食品スーパー、ドラッグストア、ホームセンター(HC)といった業態の小売企業はコロナ特需で2月以降売上高を伸ばしているところが多い。なかでも、HCの伸びが著しい。なぜHCは売上を伸ばすことができたのか。カテゴリー別売上高からその要因を探る。
日米で伸長する
HCの業績
日本のHC業態について、ポストコロナ期に向けた期待値が高まってきている。4月の政府による緊急事態宣言発令に先立って、東京都は休業を要請する商業施設の候補にHCも挙げていたが、最終的には食品スーパーやドラッグストアと同様に、生活必需品を販売する業態であり休業要請はしないとの判断を下した。米国でも同様の認識でHCは営業継続が認められ、実際に最大手The Home Depotの2~4月期の既存店売上⾼は前年比6.4%増、Lowe’sは同11.2%増と生活必需品を中心に売上を伸ばし、期待通りに危機下の消費者ニーズに応えた形となっている。
国内のHCも2月から3月にかけて、マスクやトイレットペーパー等の家庭用品・日用品の売上が大きく伸びた。消費税率引き上げ以降、前年比ベースで4カ月連続のマイナスが続くなかで、コロナ禍の特需が業績を押し上げた形であるが、緊急時の生活必需品のニーズに対応したという意味合いも大きい。
4月以降は
DIY、園芸が好調
その後、それらの商品のニーズは徐々に平常の状態に戻り、日用品の売上増は緩やかなものとなった。しかし、4月以降もHCは好調を維持している。

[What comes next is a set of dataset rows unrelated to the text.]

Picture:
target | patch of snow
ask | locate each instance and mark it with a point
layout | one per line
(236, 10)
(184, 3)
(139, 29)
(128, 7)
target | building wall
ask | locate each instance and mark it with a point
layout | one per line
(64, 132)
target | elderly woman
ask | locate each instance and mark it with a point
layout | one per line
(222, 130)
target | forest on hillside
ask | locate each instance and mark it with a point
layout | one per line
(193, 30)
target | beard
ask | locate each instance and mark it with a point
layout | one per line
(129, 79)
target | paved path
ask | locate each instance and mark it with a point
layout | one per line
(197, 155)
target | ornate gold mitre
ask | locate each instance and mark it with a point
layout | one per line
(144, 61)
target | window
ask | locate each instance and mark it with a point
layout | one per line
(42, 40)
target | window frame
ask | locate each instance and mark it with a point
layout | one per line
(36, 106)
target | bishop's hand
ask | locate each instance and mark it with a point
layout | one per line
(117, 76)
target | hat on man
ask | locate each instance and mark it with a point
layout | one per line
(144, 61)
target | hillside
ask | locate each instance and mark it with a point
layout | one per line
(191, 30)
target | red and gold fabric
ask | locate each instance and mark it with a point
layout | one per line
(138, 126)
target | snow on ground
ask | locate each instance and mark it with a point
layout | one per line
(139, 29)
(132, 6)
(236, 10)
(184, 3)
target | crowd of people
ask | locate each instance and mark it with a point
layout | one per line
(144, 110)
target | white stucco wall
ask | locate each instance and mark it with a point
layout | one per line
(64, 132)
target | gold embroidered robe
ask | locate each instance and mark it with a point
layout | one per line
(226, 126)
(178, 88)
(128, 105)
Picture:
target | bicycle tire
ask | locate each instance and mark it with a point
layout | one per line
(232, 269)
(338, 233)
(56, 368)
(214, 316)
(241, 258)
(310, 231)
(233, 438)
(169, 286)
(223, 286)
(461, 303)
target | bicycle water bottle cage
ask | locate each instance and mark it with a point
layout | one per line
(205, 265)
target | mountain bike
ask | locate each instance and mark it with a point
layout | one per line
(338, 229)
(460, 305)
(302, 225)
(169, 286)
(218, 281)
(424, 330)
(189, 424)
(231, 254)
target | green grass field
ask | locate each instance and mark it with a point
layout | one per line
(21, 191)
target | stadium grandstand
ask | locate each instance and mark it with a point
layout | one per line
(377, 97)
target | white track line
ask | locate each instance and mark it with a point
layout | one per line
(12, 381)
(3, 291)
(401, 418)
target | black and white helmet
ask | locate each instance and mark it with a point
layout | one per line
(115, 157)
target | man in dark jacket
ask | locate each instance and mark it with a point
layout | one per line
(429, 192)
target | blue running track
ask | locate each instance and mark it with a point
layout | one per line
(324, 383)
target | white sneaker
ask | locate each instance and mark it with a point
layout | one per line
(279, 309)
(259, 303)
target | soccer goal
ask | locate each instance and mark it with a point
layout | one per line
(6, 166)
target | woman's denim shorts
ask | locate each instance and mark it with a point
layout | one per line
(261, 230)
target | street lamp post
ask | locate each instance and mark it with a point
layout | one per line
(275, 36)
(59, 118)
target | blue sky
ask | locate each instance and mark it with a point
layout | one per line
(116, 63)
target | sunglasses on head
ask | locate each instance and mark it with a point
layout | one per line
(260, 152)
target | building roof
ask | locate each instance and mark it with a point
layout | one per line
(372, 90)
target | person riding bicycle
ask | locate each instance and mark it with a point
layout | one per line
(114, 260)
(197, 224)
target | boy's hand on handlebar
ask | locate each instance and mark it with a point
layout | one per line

この局面では、テレワークの拡大や外出自粛による巣ごもり消費の拡大で、HC業態の主力であり、在宅での娯楽という性格を有するDIY関連や園芸用品、ペット用品の売上が拡大したのである。これは、従来はDIYや園芸を積極的に行っていなかった人、あるいはペットを飼っていなかった人を新たに顧客として取り込んだことが効いたと考えられる。5月に入っても、業態全体のデータは現時点で未発表であるものの、主要企業の売上状況を見ると、従業員の確保に苦戦した一部の企業を除くと、大半が好調を維持している。
HCは、危機時の実績からは、生活必需品を扱うエッセンシャル業態としてのポジションが明確になり、その後の外出が抑制される局面では、日常生活に快適さや娯楽を提供する商材を扱う業態としての実力も示している。その中核となるDIYや園芸の分野では、顧客は単に商品の購入だけでなくノウハウやスキルを求める傾向が強い。それを実店舗というリアルな場での実演によって提供できるという特性は、コロナ危機を経て一段と存在感を増したECとの対抗上、大きな意味を持ってくる。コロナの影響で生活パターンが変容し、消費活動の重心が在宅にシフトすることが予想されるなか、新たに獲得したDIYや園芸を楽しむ顧客を、今後も維持・拡大させることでHCは、さらなる成長を遂げる可能性を有していると言えるだろう。